Sur les plateaux des télévisions tout comme sur internet, chaque analyste y va de son école. Si les uns applaudissent cette sentence de la Cour de cassation, l’acteur politique Ghislain Mwanji, avocat de son état, évoque la violation de la Constitution.
À en croire le président national du courant politique AVANCE pour l’émergence du Congo, la peine de travaux forcés est désuète et qu’il faut la proscrire de l’arsenal juridique congolais.
Dans une déclaration publiée sur son compte X officiel, le président du mouvement politique Avance, Ghislain Mwanji, s’est opposé à la peine infligée à l’ancien ministre de la Justice Constant Mutamba par la Cour de cassation.
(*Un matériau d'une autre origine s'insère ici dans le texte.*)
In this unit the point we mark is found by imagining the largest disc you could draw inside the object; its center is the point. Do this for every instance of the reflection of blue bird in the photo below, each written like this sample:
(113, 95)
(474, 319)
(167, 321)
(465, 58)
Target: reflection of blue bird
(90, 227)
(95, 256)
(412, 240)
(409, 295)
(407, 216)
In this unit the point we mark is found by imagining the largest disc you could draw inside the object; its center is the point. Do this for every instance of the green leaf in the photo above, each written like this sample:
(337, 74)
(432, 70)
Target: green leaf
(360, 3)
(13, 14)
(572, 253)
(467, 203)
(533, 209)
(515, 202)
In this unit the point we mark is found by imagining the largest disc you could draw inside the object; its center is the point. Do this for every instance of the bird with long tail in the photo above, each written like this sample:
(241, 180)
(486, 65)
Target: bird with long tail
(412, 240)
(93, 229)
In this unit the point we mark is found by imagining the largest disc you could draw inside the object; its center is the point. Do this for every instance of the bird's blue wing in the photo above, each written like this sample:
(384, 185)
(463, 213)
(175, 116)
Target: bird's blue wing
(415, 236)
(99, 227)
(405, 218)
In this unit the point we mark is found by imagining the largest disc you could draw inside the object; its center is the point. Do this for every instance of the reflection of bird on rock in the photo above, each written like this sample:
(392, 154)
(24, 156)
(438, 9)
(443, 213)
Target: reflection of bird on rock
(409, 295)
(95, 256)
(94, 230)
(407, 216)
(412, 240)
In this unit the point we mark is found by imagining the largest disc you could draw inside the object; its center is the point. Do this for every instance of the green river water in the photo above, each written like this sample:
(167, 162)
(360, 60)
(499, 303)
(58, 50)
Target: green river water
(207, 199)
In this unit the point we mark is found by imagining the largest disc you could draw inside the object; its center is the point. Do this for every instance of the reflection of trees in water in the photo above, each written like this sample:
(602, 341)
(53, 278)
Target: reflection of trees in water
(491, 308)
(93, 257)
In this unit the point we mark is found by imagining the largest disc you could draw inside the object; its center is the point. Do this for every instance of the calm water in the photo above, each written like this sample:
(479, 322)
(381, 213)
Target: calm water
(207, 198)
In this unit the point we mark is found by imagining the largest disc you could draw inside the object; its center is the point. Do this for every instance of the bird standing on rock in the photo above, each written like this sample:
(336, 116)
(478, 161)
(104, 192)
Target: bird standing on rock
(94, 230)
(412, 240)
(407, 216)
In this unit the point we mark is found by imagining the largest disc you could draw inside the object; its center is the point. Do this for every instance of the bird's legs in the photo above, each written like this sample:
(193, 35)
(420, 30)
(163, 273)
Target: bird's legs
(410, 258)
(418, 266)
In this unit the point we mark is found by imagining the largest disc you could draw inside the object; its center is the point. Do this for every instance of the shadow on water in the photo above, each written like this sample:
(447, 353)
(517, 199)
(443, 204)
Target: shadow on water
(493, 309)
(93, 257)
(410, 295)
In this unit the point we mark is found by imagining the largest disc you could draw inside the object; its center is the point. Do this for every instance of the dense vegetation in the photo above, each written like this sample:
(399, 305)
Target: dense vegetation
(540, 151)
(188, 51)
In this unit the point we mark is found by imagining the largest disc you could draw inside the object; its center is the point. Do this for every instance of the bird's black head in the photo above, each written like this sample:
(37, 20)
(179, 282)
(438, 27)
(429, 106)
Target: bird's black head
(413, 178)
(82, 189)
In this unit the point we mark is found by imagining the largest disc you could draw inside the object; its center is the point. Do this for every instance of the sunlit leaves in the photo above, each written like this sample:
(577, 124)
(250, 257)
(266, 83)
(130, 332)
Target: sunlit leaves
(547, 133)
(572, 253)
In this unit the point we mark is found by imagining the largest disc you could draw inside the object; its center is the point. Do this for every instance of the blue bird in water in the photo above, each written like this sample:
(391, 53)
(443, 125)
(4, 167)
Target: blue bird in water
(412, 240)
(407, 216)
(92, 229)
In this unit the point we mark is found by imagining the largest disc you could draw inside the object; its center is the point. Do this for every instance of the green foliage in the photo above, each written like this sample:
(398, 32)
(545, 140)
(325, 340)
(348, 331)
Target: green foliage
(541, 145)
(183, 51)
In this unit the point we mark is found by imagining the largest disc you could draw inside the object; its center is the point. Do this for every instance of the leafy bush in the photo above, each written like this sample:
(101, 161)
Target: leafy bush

« La peine de trois ans de travaux forcés infligée à Constant Mutamba viole l’article 16, alinéa 5, de la Constitution, qui prohibe toute forme de traitement inhumain. Cette sanction, juridiquement obsolète, est inconstitutionnelle et doit être annulée par la Cour constitutionnelle », a-t-il réagi sur son compte X.
La réaction de Ghislain Mwanji n’est pas anodine, au-delà du juridisme, d’aucuns s’interroge sur l’application de cette peine en RDC. Certains analystes pensent que commutation de la peine des travaux forcés en servitude pénale serait aberrant.
Rappelons que l’ancien ministre de la Justice Constant Mutamba a été condamné par la Cour de cassation le mardi 2 septembre à trois ans de travaux forcés. La Cour a jugé établie l’infraction de détournement de deniers publics, ce qui lui a valu: 3 ans de prison ferme, la restitution de 19 millions de dollars,l’interdiction pour 5 ans après l’exécution de sa peine, du droit de vote et d’éligibilité, l’interdiction d’accès à toute fonction publique et la privation du droit à la libération conditionnelle et à la réhabilitation.